What was the color of the 1970s? Lynne Ramsay's Ratcatcher looks at the same period represented in such sunny fashion by Almost Famous, a concurrent release. But its setting is grim Glasgow council flats afflicted by a long-running dustmen's strike: a landscape of piled-high garbage, brackish canals, and the skittering rodents of the title. According to director of photography Alwin Kuchler, "We were hoping for a hot summer, so you would feel that emanation of rubbish and heat and smell. But it was the worst summer in the history of Scotland, which slightly played against us."

The cinematographer turned to tricks of the trade to create the requisite atmosphere. "We tried to find a filtration that reflected something of the 70s," he says. "We used things that would normally be used as lighting gels to give it a more brownish quality: Flame Green, mixed with an orangey gel ordinarily used for corrections. We also shot the film on Fuji stock, which gives you slightly more of a pastel range of tones."

Though Ramsay, making a feature directorial debut that was impressive enough to be included in 2000's New Directors/New Films Series at New York's Museum of Modern Art, was scrupulously realistic in representing her setting, she also wanted to catch something poetic in the plight of the troubled 12-year-old protagonist. The movie was shot on location, but the existing canal was too polluted, so a new one had to be built. Also, the interior of the boy's flat was constructed in a studio, to expedite filming.

"In real life, the flats are extremely small," says Kuchler, a German-born DP who met the director at the UK's National Film and Television School, and collaborated on several shorts with her. "The studio allowed us to slightly enlarge it, to be able to back off the camera a bit more and play the scenes on longer lenses. We used a lot of Arri variable primes, which enable you to slightly alter the frame as you, say, sneak in on the kid without having to move the camera. A lot of cinematographers are very snooty about zoom lenses, but they help you very much if you work in an environment where not every step is rehearsed."

At the same time, Kuchler carefully avoided too much artifice. "The danger of going into a studio is that you light it like you could never light on location, so we stayed away from things like that," he says. "I lit as much as I could through windows, sometimes just using a light bulb in the middle of the room to recreate the harshness. Lynne said to me and the production designer that she would kill us if it didn't look like a real flat.

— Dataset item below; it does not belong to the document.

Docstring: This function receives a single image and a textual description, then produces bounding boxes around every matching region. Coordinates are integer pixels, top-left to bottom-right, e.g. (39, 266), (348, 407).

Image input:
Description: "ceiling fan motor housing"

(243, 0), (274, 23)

"For the studio stuff, we used tungsten light, which had more to do with money than anything else," the DP continues. "I would prefer to light even the studio with daylight. On location, we sometimes used Kino Flos, sometimes HMIs." And always attended to the palette: "Instead of using white reflection, we painted the reflectors a sandy color, or a slightly greenish sandy color, just to alter the color of the shadow on a face. It was all about creating this world of the 70s."

Ratcatcher will be released this month by Merchant Ivory Productions.